In answering the question what does it mean to be a ‘true discipler of Christ, Miriam reminded us that our relationship with God will grow more effectively in the context of a relationship with people where there is accountability. The goal of a discipleship relationship is that all parties are moving to maturity in Christ. So the question we were asked to ponder was this: Are we in an accountable or intentional ongoing relationship in which we are walking alongside someone else (over time with accountability) with the express purpose of moving both of us closer to a maturity in Christ? For some people this is not the case. There are some who are ‘Elephants’ in the church. Specifically Miriam highlighted that many among us fail to grow because we come as consumers or clients to church but never get involved in the church; we are not moving forward in our growth with maturity; we have no accountable relationships in which we are intentionally walking along side with.
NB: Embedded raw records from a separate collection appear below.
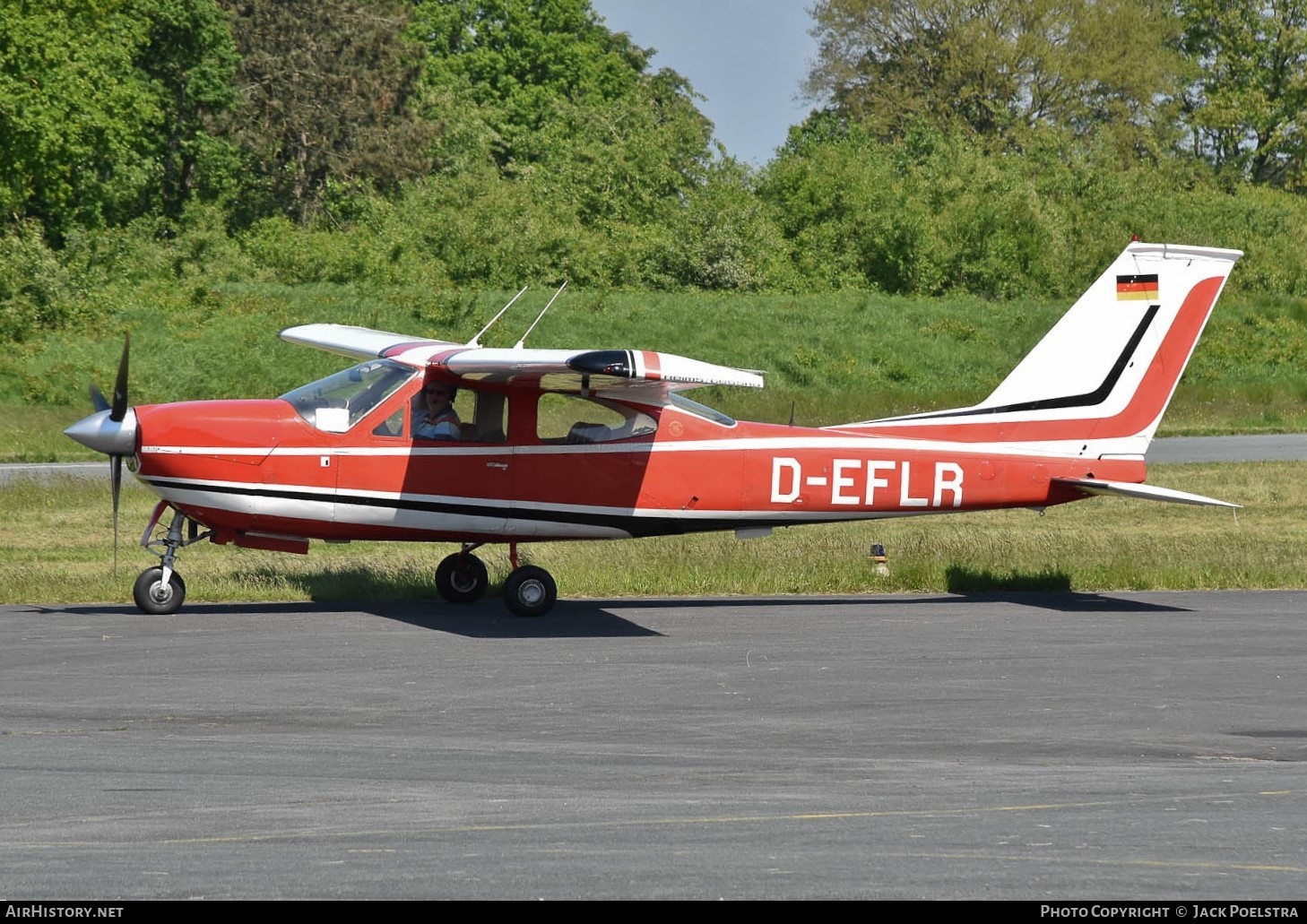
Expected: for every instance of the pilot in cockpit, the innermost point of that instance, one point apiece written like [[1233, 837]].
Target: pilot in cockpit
[[437, 417]]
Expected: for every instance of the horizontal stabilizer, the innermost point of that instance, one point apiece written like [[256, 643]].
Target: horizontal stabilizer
[[1143, 492]]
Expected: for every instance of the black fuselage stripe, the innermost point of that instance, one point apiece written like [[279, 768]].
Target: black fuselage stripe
[[636, 525]]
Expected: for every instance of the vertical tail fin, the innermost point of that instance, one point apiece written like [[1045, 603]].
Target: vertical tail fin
[[1101, 379]]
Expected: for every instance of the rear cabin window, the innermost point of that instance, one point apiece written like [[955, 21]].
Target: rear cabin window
[[574, 419]]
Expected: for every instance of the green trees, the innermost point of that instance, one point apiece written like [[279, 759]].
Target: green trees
[[1000, 148], [325, 89], [999, 68], [1244, 106]]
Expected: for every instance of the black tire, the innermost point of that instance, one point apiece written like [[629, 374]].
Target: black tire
[[156, 598], [530, 591], [462, 578]]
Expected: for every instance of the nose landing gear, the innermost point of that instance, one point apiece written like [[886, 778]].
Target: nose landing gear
[[161, 591]]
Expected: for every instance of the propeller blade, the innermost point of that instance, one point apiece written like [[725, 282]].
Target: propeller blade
[[116, 476], [119, 410]]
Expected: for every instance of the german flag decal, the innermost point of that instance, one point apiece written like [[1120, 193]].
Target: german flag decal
[[1136, 288]]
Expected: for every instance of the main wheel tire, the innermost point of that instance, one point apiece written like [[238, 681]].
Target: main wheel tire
[[156, 598], [462, 578], [530, 591]]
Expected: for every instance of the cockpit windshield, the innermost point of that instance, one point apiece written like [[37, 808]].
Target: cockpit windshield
[[339, 402]]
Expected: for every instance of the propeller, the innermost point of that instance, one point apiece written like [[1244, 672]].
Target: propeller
[[110, 430]]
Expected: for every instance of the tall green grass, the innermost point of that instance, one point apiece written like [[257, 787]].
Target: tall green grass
[[57, 548]]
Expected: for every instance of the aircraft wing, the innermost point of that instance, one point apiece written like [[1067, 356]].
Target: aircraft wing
[[1143, 492], [359, 342], [593, 370], [553, 370]]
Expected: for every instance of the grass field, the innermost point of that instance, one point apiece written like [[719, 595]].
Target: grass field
[[57, 547], [827, 358]]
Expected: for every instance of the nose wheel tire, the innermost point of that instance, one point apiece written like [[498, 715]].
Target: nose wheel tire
[[156, 598], [462, 578], [530, 591]]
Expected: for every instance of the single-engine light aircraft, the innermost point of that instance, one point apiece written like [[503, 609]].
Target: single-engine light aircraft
[[434, 441]]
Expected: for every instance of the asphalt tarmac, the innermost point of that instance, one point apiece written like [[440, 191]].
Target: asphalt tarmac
[[1038, 747]]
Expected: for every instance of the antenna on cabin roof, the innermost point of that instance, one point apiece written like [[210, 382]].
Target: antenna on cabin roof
[[540, 315], [476, 340]]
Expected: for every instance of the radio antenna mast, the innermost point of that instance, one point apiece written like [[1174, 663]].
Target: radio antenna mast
[[476, 340], [539, 316]]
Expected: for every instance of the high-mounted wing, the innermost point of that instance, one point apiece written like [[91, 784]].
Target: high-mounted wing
[[593, 370], [553, 370], [359, 342]]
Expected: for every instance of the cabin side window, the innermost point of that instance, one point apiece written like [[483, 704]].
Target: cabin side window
[[443, 412], [574, 419]]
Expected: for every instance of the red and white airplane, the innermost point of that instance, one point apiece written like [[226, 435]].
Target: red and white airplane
[[585, 445]]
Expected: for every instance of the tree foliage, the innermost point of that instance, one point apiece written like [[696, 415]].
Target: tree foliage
[[325, 86], [1244, 108], [999, 68]]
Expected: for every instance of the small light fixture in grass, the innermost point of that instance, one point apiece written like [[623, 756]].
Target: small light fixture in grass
[[879, 561]]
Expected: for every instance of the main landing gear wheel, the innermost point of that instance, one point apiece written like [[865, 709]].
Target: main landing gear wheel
[[530, 591], [156, 598], [462, 578]]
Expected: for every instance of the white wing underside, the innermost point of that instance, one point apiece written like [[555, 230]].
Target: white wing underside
[[553, 370]]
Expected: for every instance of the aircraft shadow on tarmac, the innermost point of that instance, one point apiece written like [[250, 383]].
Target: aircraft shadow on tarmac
[[614, 617]]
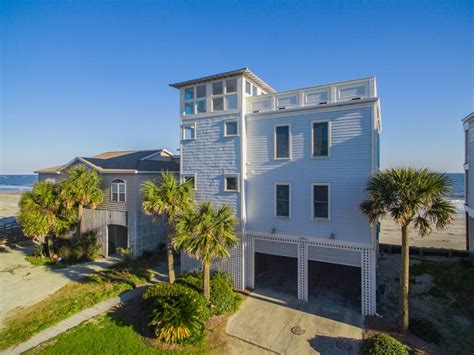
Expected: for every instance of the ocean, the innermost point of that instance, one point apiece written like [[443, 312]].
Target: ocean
[[18, 183]]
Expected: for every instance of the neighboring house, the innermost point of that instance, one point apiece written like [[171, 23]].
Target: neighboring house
[[468, 125], [294, 166], [119, 220]]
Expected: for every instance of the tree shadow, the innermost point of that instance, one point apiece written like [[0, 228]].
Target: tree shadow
[[327, 345]]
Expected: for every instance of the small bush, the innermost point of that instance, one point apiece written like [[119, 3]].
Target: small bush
[[383, 344], [223, 298], [177, 313], [426, 330], [85, 247]]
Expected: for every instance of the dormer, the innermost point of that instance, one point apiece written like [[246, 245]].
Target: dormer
[[220, 93]]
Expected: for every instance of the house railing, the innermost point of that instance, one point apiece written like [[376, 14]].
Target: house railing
[[314, 96]]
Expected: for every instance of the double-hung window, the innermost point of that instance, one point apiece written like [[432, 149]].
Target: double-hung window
[[282, 200], [282, 142], [195, 100], [321, 201], [231, 128], [321, 139], [191, 178], [118, 191], [224, 95], [231, 183], [188, 131]]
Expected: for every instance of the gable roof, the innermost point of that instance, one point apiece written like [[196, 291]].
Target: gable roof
[[243, 71], [131, 161]]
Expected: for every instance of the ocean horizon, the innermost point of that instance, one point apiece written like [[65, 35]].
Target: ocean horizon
[[19, 183]]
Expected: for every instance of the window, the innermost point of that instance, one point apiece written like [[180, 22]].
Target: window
[[189, 132], [248, 87], [320, 200], [231, 128], [282, 200], [190, 178], [321, 139], [231, 183], [195, 100], [282, 142], [118, 191], [224, 95], [254, 90]]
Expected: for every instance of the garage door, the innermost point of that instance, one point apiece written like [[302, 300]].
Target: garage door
[[334, 255]]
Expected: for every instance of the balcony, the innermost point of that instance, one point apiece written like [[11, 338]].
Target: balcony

How did Jesus do it? How did Jesus model for us true discipleship? The legacy Jesus left was transformed lives in a small group. He called a few from the crowds and invested his life in theirs. Discipleship is not a program. It is a relationship of accountability with other believers. It is a relationship that moves people to a growing relationship with Christ. In 2 Timothy 2:2, the Apostle Paul says to Timothy, 2And the things you have heard me say in the presence of many witnesses entrust to reliable men who will also be qualified to teach others. This verse is not just for leaders but for all believers. Paul was doing with Timothy what Jesus did with the disciples. Paul was speaking here of reproducing ourselves. Reproduction speaks of maturity. Miriam gave an example of herself of how she was a spiritual mother to a group of women in Romania whom she discipled for many years and through that group, she became a grandmother of a new generation of believers that today continues to multiply. I believe right now there are 5 generation of believers that have come from one woman’s vision of following Jesus’ model. It is the process of multiplication, of investing ourselves in ‘reliable men; people who in turn will grow in their maturity in Christ and invest in others. Miriam challenged us as she challenged herself to keep asking the question, am I reproducing myself in reliable men, am I a true discipler of Christ? As I reflect on this question, I find myself asking who have I invested in, what kind of discipling relationships am I? Am I investing in the ‘investable’ ie. in reliable people who desire to grow together in maturity in Christ or am I investing in those who are simply elephants? People who consume and drain us.
Dear Jesus, You who have left us a model of discipleship and have demonstrated to us the effects of multiplication when you invest in a few, teach me O’Lord your ways, grant me your wisdom and discernment to know who to invest in and who I should be spending time with. Let me not be complacent but fill me each day with all the spiritual blessings that I will need to pour into those whom you have entrusted to my care. In Jesus name.